Matrix Matters: A Dynamic Look
At Polymer Composites
Leslie Lamberson
Drexel University
Polymer matrix composites (PMCs) are becoming increasingly prevalent in structural, transportation and aerospace applications. As such, accurately predicting their performance, particularly under dynamic loading environments is necessary. At the same time, the matrix influence due to its nonlinear rate-dependent response and shattering behavior during damage evolution remains largely unknown. This talk focuses on the role of the polymer matrix and toughening mechanisms via microstructural crosslinking features and inorganic particulates. Under quasi-static and dynamic compressive loading, nominally identical woven fiberglass composites with varying resin matrix binders exhibited localized shear band formation with characteristic geometry stemming from instabilities at the weave interface. Moreover, two-stage light-gas gun impact experiments reveal dramatically different ballistic limit behavior between nominally similar binders. Variations of DGEBA (epoxy-based) resins were examined under mode-I (crack opening) impact conditions in order to extract relevant dynamic fracture criterion for matrix shattering. Digital image correlation (DIC), a full-field imaging technique, along with high-speed imaging tracks surface deformations around the moving crack front, and post-mortem microtomography is used to examine local crack path tortuosity. These results can be used to tailor the microstructure and performance of matrix materials in PMC’s, and are relevant in the development of next-generation additively manufactured thermosetting polymers.

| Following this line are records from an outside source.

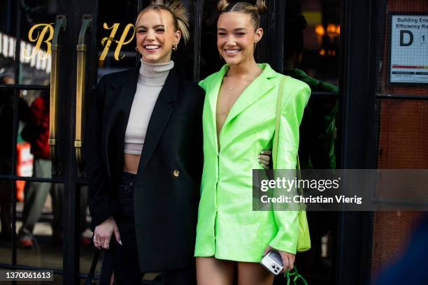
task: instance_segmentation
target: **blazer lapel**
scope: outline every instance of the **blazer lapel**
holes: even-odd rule
[[[119,92],[117,100],[115,102],[111,113],[109,115],[108,123],[106,127],[106,138],[110,138],[110,135],[114,135],[115,139],[118,138],[117,145],[115,145],[115,149],[118,151],[113,152],[112,156],[114,158],[112,162],[115,165],[108,166],[108,171],[110,173],[113,168],[114,173],[118,175],[122,171],[119,167],[123,166],[123,150],[124,149],[124,136],[131,112],[131,107],[134,101],[134,96],[136,91],[136,84],[138,76],[139,66],[130,70],[124,77],[118,78],[110,82],[112,92],[113,93]],[[107,139],[106,145],[107,152],[109,152],[109,140]],[[117,146],[116,146],[117,145]],[[117,168],[117,169],[116,169]],[[114,176],[113,176],[114,177]]]
[[[138,166],[139,173],[144,171],[166,126],[168,119],[173,110],[171,103],[177,101],[178,84],[178,75],[173,68],[169,71],[150,117]]]
[[[208,99],[208,103],[210,107],[210,110],[211,111],[210,121],[211,125],[213,126],[213,129],[214,130],[214,139],[215,140],[215,147],[217,149],[218,142],[217,141],[217,100],[218,98],[218,93],[220,92],[220,87],[222,86],[222,82],[223,82],[223,78],[226,73],[229,70],[229,66],[227,65],[224,65],[223,67],[220,70],[217,76],[213,79],[213,81],[210,84],[210,86],[207,91],[206,96]]]

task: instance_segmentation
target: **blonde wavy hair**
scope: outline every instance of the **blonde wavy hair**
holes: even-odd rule
[[[233,5],[231,5],[227,0],[220,0],[217,5],[217,8],[220,14],[228,12],[241,12],[250,15],[255,30],[260,27],[260,15],[267,10],[265,0],[257,0],[255,4],[237,2]]]
[[[180,0],[170,0],[170,1],[152,1],[150,5],[145,7],[138,13],[136,20],[136,23],[138,22],[140,16],[145,11],[149,10],[157,10],[158,11],[161,10],[166,10],[169,12],[173,16],[173,22],[176,31],[180,31],[181,36],[185,41],[185,44],[187,44],[190,39],[190,32],[189,31],[190,23],[189,23],[189,12],[187,8],[183,4]]]

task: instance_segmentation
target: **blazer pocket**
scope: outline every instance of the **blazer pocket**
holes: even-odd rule
[[[177,125],[177,124],[187,123],[187,122],[190,122],[192,119],[192,117],[193,117],[193,115],[192,114],[190,114],[190,115],[180,115],[180,116],[173,116],[173,115],[171,117],[171,119],[169,119],[169,122],[168,124],[170,125],[170,126],[173,126],[173,125]]]

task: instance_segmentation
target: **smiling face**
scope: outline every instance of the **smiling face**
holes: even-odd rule
[[[227,12],[220,15],[217,22],[217,48],[230,65],[254,60],[254,44],[263,36],[261,28],[255,31],[250,15]]]
[[[173,15],[164,10],[148,10],[137,18],[136,45],[143,60],[162,64],[171,60],[173,45],[178,45],[181,32],[176,31]]]

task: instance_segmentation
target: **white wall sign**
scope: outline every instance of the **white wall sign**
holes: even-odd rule
[[[428,83],[428,15],[393,15],[391,82]]]

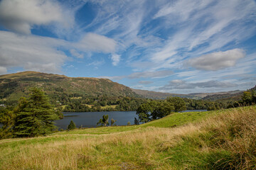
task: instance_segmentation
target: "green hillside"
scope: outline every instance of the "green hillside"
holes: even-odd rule
[[[24,72],[0,76],[0,103],[16,105],[34,86],[65,111],[134,110],[142,102],[129,87],[107,79]]]
[[[26,94],[31,86],[41,87],[48,95],[65,92],[75,96],[104,94],[108,96],[138,96],[129,87],[107,79],[73,78],[35,72],[0,76],[1,98],[17,99],[21,94]]]
[[[256,107],[0,141],[1,169],[255,169]]]

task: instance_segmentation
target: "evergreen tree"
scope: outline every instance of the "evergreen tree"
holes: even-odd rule
[[[180,97],[168,97],[166,101],[174,104],[175,112],[183,111],[186,109],[184,100]]]
[[[139,120],[137,118],[134,118],[134,125],[139,125]]]
[[[113,118],[111,119],[111,125],[114,125],[114,123],[117,121],[117,120],[114,120]]]
[[[102,125],[107,126],[109,125],[108,120],[108,115],[103,115],[102,118],[100,119],[100,120],[97,123],[97,125],[101,124]]]
[[[53,120],[58,117],[48,97],[38,88],[31,89],[28,99],[20,98],[14,109],[16,114],[14,126],[17,137],[35,137],[51,132],[56,127]]]
[[[73,129],[75,129],[75,124],[73,120],[71,120],[70,123],[68,125],[68,130],[73,130]]]

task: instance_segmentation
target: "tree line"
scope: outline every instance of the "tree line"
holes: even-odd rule
[[[0,138],[36,137],[57,129],[53,121],[63,118],[48,98],[38,88],[32,88],[28,98],[22,97],[13,108],[0,108]]]

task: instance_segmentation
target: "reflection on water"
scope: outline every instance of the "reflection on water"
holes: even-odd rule
[[[67,129],[67,126],[73,120],[78,128],[82,125],[83,128],[96,127],[96,123],[103,115],[109,115],[109,123],[111,119],[117,120],[117,125],[126,125],[128,122],[133,125],[134,118],[138,118],[136,111],[112,111],[112,112],[68,112],[63,113],[64,118],[55,120],[55,125],[63,130]]]
[[[206,110],[187,110],[182,112],[198,112],[207,111]],[[110,124],[111,119],[113,118],[117,121],[115,123],[117,125],[127,125],[128,122],[131,125],[134,123],[134,118],[138,119],[136,111],[112,111],[112,112],[67,112],[63,113],[64,118],[55,120],[55,125],[59,129],[67,129],[67,126],[70,124],[70,120],[73,120],[78,128],[82,125],[83,128],[96,127],[96,123],[103,115],[109,115],[109,123]]]

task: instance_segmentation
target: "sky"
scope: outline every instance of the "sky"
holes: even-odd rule
[[[255,0],[0,0],[0,74],[174,94],[256,85]]]

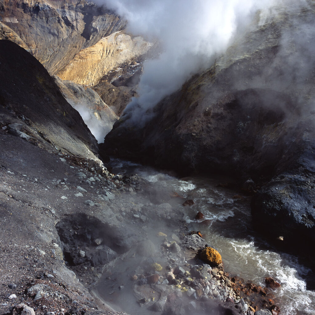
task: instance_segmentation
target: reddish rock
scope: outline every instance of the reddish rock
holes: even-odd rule
[[[266,284],[266,286],[272,289],[275,289],[281,286],[280,284],[275,281],[271,277],[265,278],[265,282]]]
[[[158,274],[155,274],[149,276],[148,277],[147,279],[149,283],[150,284],[153,284],[156,283],[160,279],[160,276]]]
[[[272,315],[279,315],[280,312],[280,308],[277,305],[273,305],[271,309]]]
[[[174,303],[177,300],[177,297],[175,293],[171,293],[167,297],[167,300],[171,303]]]
[[[204,215],[203,215],[203,214],[202,212],[199,212],[197,214],[195,218],[196,220],[202,220],[204,219]]]
[[[189,200],[186,200],[183,204],[183,205],[184,207],[186,207],[186,206],[191,206],[194,203],[195,203],[194,202],[193,200],[192,200],[191,199],[189,199]]]
[[[197,297],[200,297],[202,295],[203,291],[201,289],[198,289],[196,290],[196,295]]]
[[[200,258],[211,267],[217,266],[222,262],[219,252],[212,247],[206,247],[200,253]]]

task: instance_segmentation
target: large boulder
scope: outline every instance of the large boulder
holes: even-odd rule
[[[266,184],[252,204],[254,222],[294,240],[296,251],[315,242],[315,10],[287,4],[264,19],[257,14],[212,66],[144,112],[143,124],[126,111],[104,148],[182,175]]]

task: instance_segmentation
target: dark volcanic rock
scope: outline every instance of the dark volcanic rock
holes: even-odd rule
[[[258,186],[273,177],[254,197],[254,221],[296,251],[315,242],[315,10],[289,5],[263,24],[258,14],[211,68],[148,110],[144,126],[126,113],[104,148],[181,175],[228,174]]]
[[[95,138],[39,62],[5,40],[0,40],[0,60],[2,126],[21,124],[20,130],[29,141],[51,152],[97,160]]]

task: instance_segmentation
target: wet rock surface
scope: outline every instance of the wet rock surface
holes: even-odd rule
[[[268,239],[283,237],[281,248],[311,260],[303,245],[306,239],[315,242],[314,78],[308,56],[291,49],[304,49],[293,34],[302,25],[311,27],[314,11],[313,4],[285,10],[251,25],[211,67],[158,104],[141,129],[131,122],[132,113],[121,117],[102,149],[183,176],[233,174],[242,183],[251,178],[243,188],[255,195],[256,229]],[[293,55],[303,60],[301,76],[284,71]]]

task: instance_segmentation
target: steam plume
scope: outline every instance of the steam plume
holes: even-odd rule
[[[140,96],[125,113],[138,120],[144,112],[179,88],[223,53],[238,29],[259,9],[275,0],[97,0],[124,17],[128,30],[158,40],[162,52],[146,62],[139,85]]]

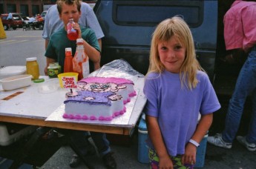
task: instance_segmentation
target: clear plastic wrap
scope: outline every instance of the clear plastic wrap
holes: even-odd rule
[[[119,77],[134,81],[137,78],[143,78],[144,75],[135,70],[126,61],[116,59],[105,64],[89,76]]]

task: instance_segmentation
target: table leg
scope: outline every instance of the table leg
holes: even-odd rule
[[[16,169],[21,166],[23,164],[24,159],[28,156],[30,150],[32,150],[36,141],[38,141],[39,139],[40,139],[50,129],[51,127],[39,127],[37,128],[24,148],[22,148],[18,154],[18,159],[13,161],[12,165],[10,167],[10,169]]]

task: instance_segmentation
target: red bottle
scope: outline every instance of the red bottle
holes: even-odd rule
[[[73,21],[73,19],[70,19],[67,24],[67,36],[68,39],[70,41],[76,41],[78,38],[77,31],[73,28],[73,24],[75,22]]]
[[[73,59],[73,70],[79,73],[78,80],[86,78],[90,73],[89,58],[85,54],[82,39],[76,39],[76,50]]]
[[[67,47],[65,51],[64,73],[73,72],[72,48]]]

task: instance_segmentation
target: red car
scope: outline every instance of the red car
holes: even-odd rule
[[[17,27],[22,27],[22,19],[19,13],[12,13],[12,18],[8,19],[8,13],[1,14],[1,20],[3,23],[4,29],[5,30],[13,28],[13,30],[17,29]]]

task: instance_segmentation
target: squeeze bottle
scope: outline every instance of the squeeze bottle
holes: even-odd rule
[[[79,73],[78,80],[88,77],[90,73],[89,58],[85,53],[84,40],[76,39],[76,50],[73,58],[73,71]]]
[[[65,50],[64,73],[73,72],[72,48],[67,47]]]
[[[26,62],[27,74],[32,75],[32,80],[38,79],[39,77],[39,66],[36,58],[27,58]]]

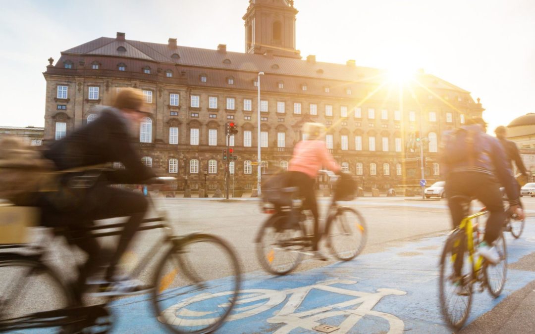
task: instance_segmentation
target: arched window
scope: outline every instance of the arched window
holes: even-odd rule
[[[376,165],[375,162],[372,162],[370,164],[370,175],[377,175],[377,165]]]
[[[390,175],[390,165],[389,165],[388,164],[383,164],[383,175]]]
[[[199,161],[196,159],[189,160],[189,173],[192,174],[198,174]]]
[[[252,172],[253,168],[251,167],[251,160],[246,160],[243,161],[243,174],[250,174]]]
[[[143,117],[140,124],[139,141],[142,143],[152,142],[152,120]]]
[[[434,132],[429,133],[429,152],[437,152],[438,145],[437,144],[437,134]]]
[[[178,159],[169,159],[169,173],[178,173]]]
[[[150,157],[143,157],[141,158],[141,163],[148,167],[152,167],[152,158]]]

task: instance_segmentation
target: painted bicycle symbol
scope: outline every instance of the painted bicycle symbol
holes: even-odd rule
[[[333,286],[340,284],[351,285],[356,283],[356,281],[352,280],[333,279],[282,291],[270,289],[242,290],[235,308],[227,321],[238,320],[259,314],[282,303],[287,297],[287,301],[280,310],[266,320],[271,324],[283,325],[274,332],[275,334],[286,334],[296,329],[312,330],[314,327],[322,324],[319,321],[340,316],[344,320],[338,325],[340,329],[336,332],[339,334],[350,332],[357,322],[364,317],[377,317],[386,321],[389,326],[388,333],[389,334],[402,333],[404,324],[401,319],[389,313],[373,310],[372,308],[385,296],[403,296],[407,292],[392,289],[378,289],[376,292],[363,292]],[[343,301],[340,302],[296,312],[307,296],[313,290],[354,298],[349,300],[345,298]],[[195,319],[195,312],[189,309],[188,307],[194,307],[193,305],[196,303],[212,298],[224,299],[225,296],[231,294],[230,292],[224,292],[200,294],[169,308],[164,312],[164,317],[166,321],[186,321],[190,325],[197,325],[197,324],[209,320],[210,314],[217,314],[217,311],[196,314],[198,316]],[[225,307],[225,305],[221,304],[219,306]]]

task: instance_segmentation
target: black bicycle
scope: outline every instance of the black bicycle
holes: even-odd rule
[[[140,231],[158,229],[163,236],[130,275],[148,283],[155,315],[171,332],[212,332],[228,316],[238,298],[238,259],[217,237],[174,235],[163,213],[144,220],[140,227]],[[92,237],[98,238],[118,235],[123,226],[106,224],[89,229]],[[52,253],[51,241],[52,237],[44,237],[33,245],[0,245],[0,332],[47,328],[58,332],[107,332],[113,325],[107,305],[117,297],[96,305],[76,305],[62,274],[46,261]],[[216,293],[221,291],[233,293]]]
[[[332,183],[338,180],[338,176],[331,172],[320,173],[327,175]],[[360,213],[339,204],[339,201],[352,199],[354,193],[341,193],[337,190],[335,189],[327,211],[325,235],[331,253],[339,260],[349,261],[364,248],[368,230]],[[255,240],[256,254],[266,271],[282,275],[293,270],[303,255],[312,250],[313,220],[311,215],[303,210],[301,201],[295,199],[296,187],[272,191],[278,198],[286,199],[282,201],[286,205],[276,208],[264,206],[264,212],[272,214],[258,231]]]

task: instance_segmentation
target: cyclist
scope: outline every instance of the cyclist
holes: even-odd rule
[[[500,183],[505,187],[510,210],[517,213],[520,219],[524,219],[524,213],[519,210],[518,188],[505,162],[505,153],[499,141],[485,133],[486,123],[482,118],[469,120],[467,124],[462,129],[473,134],[471,141],[464,142],[465,146],[473,143],[469,156],[461,153],[469,151],[466,147],[448,146],[449,143],[455,142],[452,137],[442,150],[441,158],[446,170],[445,191],[454,227],[460,224],[464,213],[462,204],[452,199],[454,196],[475,197],[486,207],[490,214],[478,252],[489,262],[495,264],[499,262],[500,256],[492,245],[499,235],[506,218]],[[455,156],[456,158],[452,157]],[[456,270],[460,272],[460,268],[456,268]]]
[[[314,238],[312,239],[312,251],[317,258],[326,260],[327,258],[319,250],[318,244],[321,238],[319,232],[318,206],[316,200],[314,183],[318,172],[322,166],[339,173],[340,167],[332,156],[327,150],[325,142],[322,140],[326,129],[321,123],[305,123],[303,126],[305,140],[297,143],[294,148],[293,156],[286,173],[286,184],[289,187],[297,187],[304,198],[304,207],[312,212],[314,218]]]
[[[97,294],[116,296],[146,289],[136,281],[120,278],[116,275],[116,268],[137,231],[148,203],[141,194],[106,185],[110,182],[140,183],[155,176],[142,163],[131,142],[141,118],[146,115],[141,111],[144,104],[141,90],[122,89],[113,107],[104,108],[94,121],[54,143],[43,153],[58,170],[114,162],[120,162],[125,167],[103,172],[109,182],[97,183],[94,187],[75,192],[73,190],[75,196],[58,198],[57,193],[44,193],[37,200],[42,208],[43,224],[66,228],[66,236],[70,243],[75,244],[87,254],[86,262],[79,268],[78,281],[71,284],[79,301],[87,289],[88,278],[98,272],[107,260],[109,266],[104,279],[99,282]],[[66,188],[69,177],[62,180]],[[85,228],[91,226],[94,220],[123,216],[129,218],[117,249],[111,259],[105,259],[105,252]]]

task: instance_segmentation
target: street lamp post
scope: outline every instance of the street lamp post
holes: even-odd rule
[[[256,192],[257,192],[257,193],[258,194],[258,197],[259,197],[260,195],[262,195],[262,190],[261,190],[261,185],[260,185],[261,182],[262,181],[262,179],[261,179],[261,177],[262,177],[262,173],[261,173],[262,172],[262,170],[261,170],[261,161],[262,161],[262,157],[260,155],[260,76],[261,75],[264,75],[264,72],[258,72],[258,79],[257,80],[257,81],[256,81],[257,86],[258,87],[258,108],[257,108],[258,110],[257,111],[257,113],[258,114],[257,114],[257,116],[258,116],[257,117],[257,118],[258,118],[258,120],[258,120],[258,123],[257,123],[257,125],[258,125],[258,133],[257,134],[257,136],[256,136],[256,144],[257,144],[256,146],[257,146],[257,147],[258,149],[258,157],[257,157],[257,162],[258,162],[258,165],[257,166],[257,170],[256,170],[256,173],[257,173],[257,174],[256,174]]]

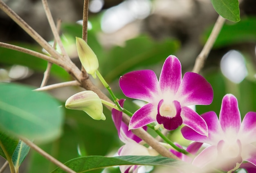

Leslie Lamberson is a currently the PC Chou Assistant Professor in Mechanical Engineering and Mechanics, with affiliated appointment in Materials Science and Engineering at Drexel University. Leslie received her B.S. in Aerospace Engineering from the University of Michigan, her M.S. in Aerospace Engineering at the Georgia Institute of Technology, and her Ph.D. in Aeronautics from the California Institute of Technology. Prior to her faculty appointment, she was a postdoctoral research scholar with K.T. Ramesh at the Johns Hopkins University. A former Lockheed Martin ‘Skunk Works’ engineer, in 2013 Leslie was a NASA Glenn faculty fellow in the Materials and Structures for Extreme Environments Division. Her expertise lies in microstructurally-informed experimental mechanics under extreme conditions.